On Tuesday, February 27, the Roundtrip platform experienced degraded service executing background processes such as ride notifications and eligibility file processing.
Unlike the incident on February 7, there was never any issue with the Roundtrip web site. In this case, the problem was related to insufficient capacity on our background job workers which caused a backup in the job queue and a subsequent delay in processing jobs.
Why did this happen? On a typical day, Roundtrip runs two application containers responsible for executing background jobs that do not run in the context of a web request. This architecture helps with performance as the job workers do not need to compete with the web requests for computing resources. The two application containers provide more than enough resources to complete background jobs with almost zero waiting time in a queue, even during our busiest periods.
Roundtrip also typically deploys updates to the platform multiple times each day. As part of cost-savings and risk mitigation efforts, we only keep the last fifty (50) application container images available in our repository. That number – fifty (50) – is purely arbitrary number adopted as a “best guess” based on our historical deployment rate. However, during mid-February, the Roundtrip engineering team was preparing a large rollout of dashboard updates and in the midst of finalizing that work did not deploy to production in over a week while continuing to build a large number of application containers to deploy to testing environments. This is the longest we had gone without a production deploy in over eighteen months.
On February 27, one of the two job worker containers was terminated by our cloud provider as part of routine host maintenance. Ordinarily, our infrastructure would see this happen and launch a replacement container within a minute or two. However, in this case, the container image it needed to launch a new worker had been deleted by our automated process – we had produced fifty new images since our last deploy.
The solution was simple – redeploy the release currently running in production or make a new release. We opted for the latter and the issue was resolved shortly thereafter.

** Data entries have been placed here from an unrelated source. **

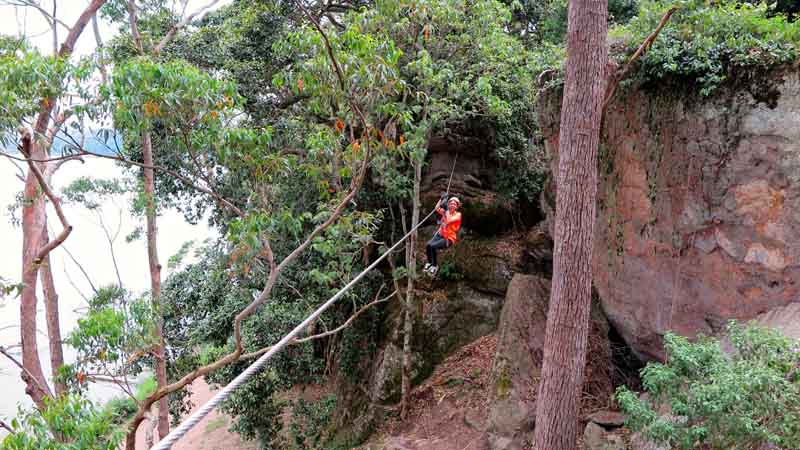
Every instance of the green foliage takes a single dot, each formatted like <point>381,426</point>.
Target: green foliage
<point>708,42</point>
<point>115,328</point>
<point>26,78</point>
<point>449,270</point>
<point>176,94</point>
<point>92,192</point>
<point>69,423</point>
<point>741,399</point>
<point>310,421</point>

We have taken a few steps to prevent this issue from occurring again. First, we have increased that arbitrary number of container images to provide a buffer in case of longer periods without a deployment. Second, we have added a monitor and alert to notify us when the job latency exceeds a tolerable limit. This would have helped us catch the issue much sooner before customers noticed. Lastly, we are running additional worker capacity to allow for the loss of one container for a long period without causing a queue backup. We are sorry for the inconvenience this may have caused you.